It’s tough to resist the best of this new breed of sci-fi cinema: bred on the paranoia-sparking immediacy of 24/7 surveillance culture, cheap and easy Webcams, and omnipresent cameraphones and fed by the sudden impact of cinema verite and drama-injected reality TV, Cops and Cloverfield. Jittery handheld shots are getting easier to parse, and we’re adjusting to the queasiness and the motion sickness, filling in the narrative gaps on our own, and beginning to converse fluently in the new visual language that’s developed alongside digital video, a decade after The Blair Witch Project.
District 9 is the latest of its kind – and it delivers a major payload. Imagine a less cuddly E.T., touched down in a much harsher, grittier, shantytown-marred Johannesburg, and subjected to a military-enforced, corporate-enabled apartheid that the characters of Paul Verhoeven’s Starship Troopers and Robocop would have understood all too well. Powerful, thrilling, and, at times, heartbreaking, District 9 is a different kind of alien movie, one that lends itself readily to political allegory. More earthbound but just as R-rated and unafraid of arterial spray as Aliens. More overly ambivalent about war machines than Transformers. More willing to go to there -- to the ugly yet logical aftermath of first contact, many, many mornings after the ordinarily climactic moment that the flying saucer’s doors spring open, as they did so memorably in Close Encounters of the Third Kind.

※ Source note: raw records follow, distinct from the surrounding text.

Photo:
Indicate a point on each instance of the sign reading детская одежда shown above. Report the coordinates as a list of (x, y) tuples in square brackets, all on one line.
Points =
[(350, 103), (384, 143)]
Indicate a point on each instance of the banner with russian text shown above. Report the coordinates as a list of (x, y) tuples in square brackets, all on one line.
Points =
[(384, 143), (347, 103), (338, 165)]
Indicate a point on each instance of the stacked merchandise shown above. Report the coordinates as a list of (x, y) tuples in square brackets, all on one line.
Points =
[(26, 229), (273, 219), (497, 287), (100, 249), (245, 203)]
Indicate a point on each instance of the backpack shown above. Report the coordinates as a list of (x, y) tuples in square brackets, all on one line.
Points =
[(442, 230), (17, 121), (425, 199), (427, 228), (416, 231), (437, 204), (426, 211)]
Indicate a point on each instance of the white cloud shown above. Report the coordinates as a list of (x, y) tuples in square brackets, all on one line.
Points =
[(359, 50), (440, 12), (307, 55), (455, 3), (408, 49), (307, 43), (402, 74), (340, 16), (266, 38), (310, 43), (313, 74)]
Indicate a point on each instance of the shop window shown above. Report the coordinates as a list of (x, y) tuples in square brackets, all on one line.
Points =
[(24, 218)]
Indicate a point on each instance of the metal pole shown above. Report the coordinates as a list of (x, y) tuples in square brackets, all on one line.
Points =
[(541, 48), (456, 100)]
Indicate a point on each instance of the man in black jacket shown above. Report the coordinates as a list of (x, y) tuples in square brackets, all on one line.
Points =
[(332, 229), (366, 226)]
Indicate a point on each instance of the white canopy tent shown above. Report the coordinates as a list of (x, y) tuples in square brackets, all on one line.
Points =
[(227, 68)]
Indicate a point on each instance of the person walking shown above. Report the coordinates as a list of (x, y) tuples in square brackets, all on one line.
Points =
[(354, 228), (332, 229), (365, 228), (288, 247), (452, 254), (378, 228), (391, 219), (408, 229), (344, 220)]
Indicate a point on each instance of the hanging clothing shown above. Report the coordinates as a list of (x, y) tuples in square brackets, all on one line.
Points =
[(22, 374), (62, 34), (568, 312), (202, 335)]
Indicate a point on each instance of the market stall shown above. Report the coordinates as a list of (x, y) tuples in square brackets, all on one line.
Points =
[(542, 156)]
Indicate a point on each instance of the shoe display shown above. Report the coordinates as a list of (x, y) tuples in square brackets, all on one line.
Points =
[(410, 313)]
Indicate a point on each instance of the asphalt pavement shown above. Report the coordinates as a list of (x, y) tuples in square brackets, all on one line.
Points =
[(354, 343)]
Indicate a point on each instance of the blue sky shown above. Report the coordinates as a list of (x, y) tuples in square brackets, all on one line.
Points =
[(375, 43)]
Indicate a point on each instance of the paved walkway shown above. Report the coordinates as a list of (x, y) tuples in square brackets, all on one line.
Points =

In District 9’s alternate universe, a massive alien ship suddenly, inexplicably appeared over the South African city, about 28 years ago. When humans finally worked up the courage to penetrate the vessel, they found a hold full of starving, malnourished creatures that they characterize as workers. The visitors' leaders have perished or vanished, and initial good intentions dissipate, as the aliens – whose gooey-looking, otherworldly bodies and lobster-like miens mark them as forever “different” - become feared and are considered violent. They are treated as subhuman pariahs, fit only to be segregated in a shantytown dubbed District 9 and slapped with a properly denigrating slur, "prawns."
Matters take a turn for the worst as the "alien problem" is outsourced to a private corporation, Multi-National United (MNU), that could care less about the visitors’ wellbeing and instead hopes to capitalize on their technology and learn to use their weaponry. At the center of this mess is hapless MNU pawn Wikus van der Merwe (Spike Jonze lookalike and acting newcomer Sharlto Copley), promoted by his ruthless father-in-law and not without his own moral lapses. Wikus has been tasked the unhappy job of serving eviction notices to the millions of aliens in District 9 in order to launch a mass relocation to more concentration camp-like digs. An encounter with a mysterious vial of dusky liquid during one of those official outings succeeds in changing Wikus for better or worse.
A surreal meeting of Steven Spielberg's Close Encounters and Amistad come to mind in the way relatively untried filmmaker (and Peter Jackson protégé) Neill Blomkamp collides his everyman protagonist with the repulsive yet misunderstood aliens. We’re forced to answer our own questions in the pull of the narrative, as Blomkamp reels out his yarn, documentary-style, using grainy surveillance camera-esque footage and observer interviews. And despite the flatness of his dusty concrete-colored palette, the director shows himself fully capable of working in subtle emotional hues and switching up the tone adeptly: the movie starts as something akin to biting satire -- the aliens grow less than welcome as they seemingly derail trains for fun, and naively trade their sophisticated armaments for cat food, their culinary obsession – before both deepening and accelerating.
With action scenes that trump those of the recent Transformers sequel on a much smaller budget, District 9 succeeds at being a great ride, but perhaps more importantly returns sci-fi to its very real roots as a genre that has found a way to talk about serious issues under the protective guise of fantasy – and to make its ruminations stick in singularly unpedantic ways (a project aided and abetted by the new Battlestar Galactica). Tellingly, amid all of Blomkamp’s visceral, gutsy camerawork and violent scenes in which the guts fly and blood splatter the lens more often than not, the emotion, not the carnage, remains with a viewer. Few will likely forget the fear and horror in the aliens’ E.T.-ish eyes and hunched, cowed body language as they’re subjected to the humanity’s worst acts of inhumanity. As the saying goes – and Wikus comes to understand the hard way – sometimes you just have to walk a mile in another’s shoes.